Ok, I spun up two machines to see if I can reproduce. I left zram and put everything on one SSD. Also, my config has some debug logging enabled. Also, I am using a recent guix build, instead of a source compile of 25.x.

Let me know when this happens again, so that I can check if it happened to me as well. I'll then try to debug this further.

sh-5.2$ nproc
2
sh-5.2$ uname --kernel-release --kernel-version 
6.1.97-104.177.amzn2023.aarch64 #1 SMP Tue Jul 16 15:18:22 UTC 2024
sh-5.2$ free --human
               total        used        free      shared  buff/cache   available
Mem:           419Mi       354Mi        11Mi       0.0Ki        52Mi        54Mi
Swap:          4.4Gi       435Mi       4.0Gi
sh-5.2$ df --print-type --human-readable ./ 
Filesystem     Type  Size  Used Avail Use% Mounted on
/dev/nvme0n1p1 xfs    30G   19G   12G  63% /
sh-5.2$ cat ./bitcoin.conf 
discover=0
listen=1
maxconnections=24

par=1

blocksonly=1
dbcache=200
maxsigcachesize=4
prune=550

maxmempool=5
blockreconstructionextratxn=1
maxorphantx=1
mempoolexpiry=1
persistmempool=0

disablewallet=1

server=1
rpcallowip=127.0.0.1
rpcuser=btc
rpcpassword=btc
rpcworkqueue=40
rpcthreads=1

printtoconsole=1
nodebuglogfile=1

[main]
rpcport=8332
rpcbind=127.0.0.1:8332
bind=[::]:9333
bind=127.0.0.1:8334=onion

# extra args
logthreadnames=1
logsourcelocations=1
debug=1
debugexclude=libevent
#debugexclude=leveldb

from bitcoin.

maflcko avatar maflcko commented on September 26, 2024

In the meantime it could make sense for you to consider upgrading to a more recent version of Bitcoin Core. According to https://bitcoincore.org/en/lifecycle/ and https://bitcoincore.org/en/security-advisories/ , 25.x will be EOL soon and "Medium and High severity bugs will be disclosed 2 weeks after the last affected release goes EOL. This is a year after a fixed version was first released. A pre-announcement will be made 2 weeks prior to disclosure."

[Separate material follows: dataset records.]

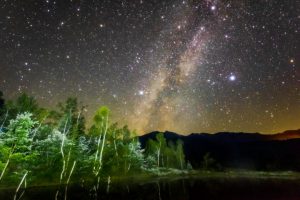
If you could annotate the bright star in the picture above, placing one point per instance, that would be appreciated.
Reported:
(141, 92)
(232, 77)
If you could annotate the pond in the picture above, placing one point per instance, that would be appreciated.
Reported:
(180, 188)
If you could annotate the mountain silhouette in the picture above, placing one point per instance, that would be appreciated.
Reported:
(252, 151)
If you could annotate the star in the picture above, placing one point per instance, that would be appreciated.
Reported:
(232, 77)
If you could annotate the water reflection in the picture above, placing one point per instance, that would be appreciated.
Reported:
(177, 188)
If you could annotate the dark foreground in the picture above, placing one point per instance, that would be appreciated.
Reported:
(188, 187)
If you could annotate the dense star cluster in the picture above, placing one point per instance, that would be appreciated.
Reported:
(184, 66)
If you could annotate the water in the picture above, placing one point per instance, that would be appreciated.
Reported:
(174, 188)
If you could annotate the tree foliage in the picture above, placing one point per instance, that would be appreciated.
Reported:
(53, 145)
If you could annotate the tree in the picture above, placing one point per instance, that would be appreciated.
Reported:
(2, 101)
(180, 154)
(71, 116)
(100, 127)
(16, 145)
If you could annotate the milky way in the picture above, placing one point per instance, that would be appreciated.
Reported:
(184, 66)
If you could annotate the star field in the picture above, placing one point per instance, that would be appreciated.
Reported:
(184, 66)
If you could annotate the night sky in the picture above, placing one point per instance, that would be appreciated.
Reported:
(184, 66)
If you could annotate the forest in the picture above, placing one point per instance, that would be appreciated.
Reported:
(41, 147)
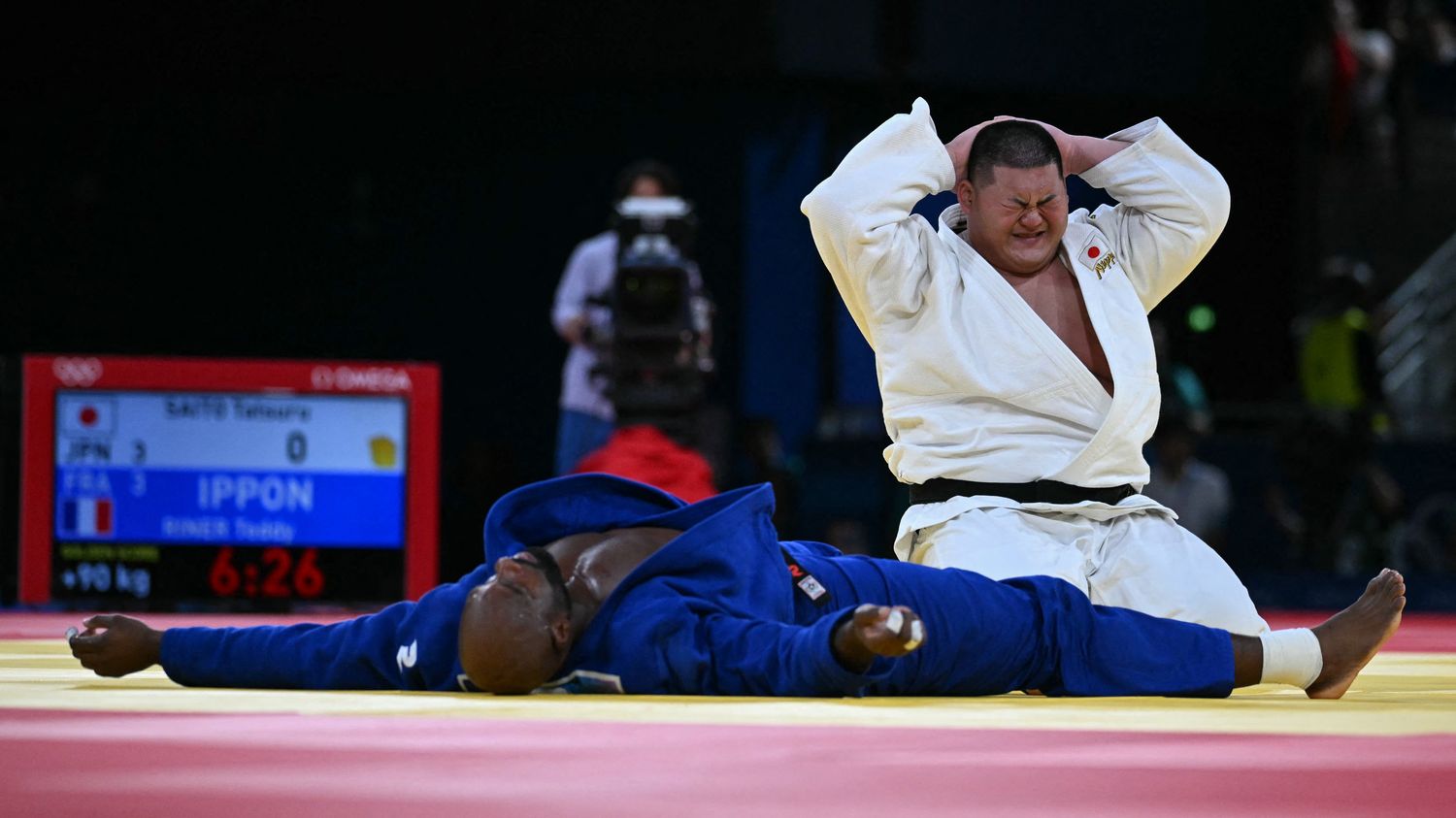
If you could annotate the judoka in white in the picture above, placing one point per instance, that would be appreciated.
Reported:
(1012, 346)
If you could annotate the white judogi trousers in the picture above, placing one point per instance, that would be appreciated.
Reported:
(1141, 561)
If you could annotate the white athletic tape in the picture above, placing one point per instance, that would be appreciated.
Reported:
(896, 620)
(916, 635)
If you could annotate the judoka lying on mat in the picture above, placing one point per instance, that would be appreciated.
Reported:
(596, 584)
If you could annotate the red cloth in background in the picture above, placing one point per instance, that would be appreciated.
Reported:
(645, 454)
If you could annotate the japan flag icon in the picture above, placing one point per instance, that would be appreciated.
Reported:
(87, 415)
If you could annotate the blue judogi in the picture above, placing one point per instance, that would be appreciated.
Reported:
(716, 611)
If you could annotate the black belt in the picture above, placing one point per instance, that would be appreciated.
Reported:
(940, 489)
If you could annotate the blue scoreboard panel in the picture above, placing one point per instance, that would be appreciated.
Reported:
(270, 497)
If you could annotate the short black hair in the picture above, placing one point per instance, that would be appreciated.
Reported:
(1010, 143)
(651, 168)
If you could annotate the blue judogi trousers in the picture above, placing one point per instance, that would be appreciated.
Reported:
(1025, 634)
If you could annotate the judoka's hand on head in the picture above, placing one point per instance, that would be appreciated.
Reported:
(877, 631)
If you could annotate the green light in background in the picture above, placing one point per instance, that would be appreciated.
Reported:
(1202, 317)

(I don't know if there will be any disclosures, but given the advisory, it seems better to attempt an upgrade, than not to)

from bitcoin.

apulsifer avatar apulsifer commented on September 26, 2024

FYI, I'm now seeing an outbreak of data corruption, 1 server yesterday, 2 more today, won't be surprised to see more later today or tomorrow...

from bitcoin.

maflcko avatar maflcko commented on September 26, 2024

Both of mine are still up.

What type of RPCs are you calling?

I am not calling any RPCs and I am running a version after #30094 (which may be related).

from bitcoin.

apulsifer avatar apulsifer commented on September 26, 2024

Several times a day, we call "bitcoin-cli -rpcclienttimeout=0 getblockcount" to check if bitcoind is still operating. (This is done thru an SSH tunnel, which is the easiest way to check all servers.) That's the only RPC call we've been making at this point.

from bitcoin.

maflcko avatar maflcko commented on September 26, 2024

getblockcount

yeah, that shouldn't cause OOM, because all it does is serialize a single integer to JSON. I'll downgrade my two versions to 27.1 and see what happens then. Otherwise, I'll try to use different SSDs (c.f. #30159 (comment)).

Can you try if using a single SSD works around the problem for you for now?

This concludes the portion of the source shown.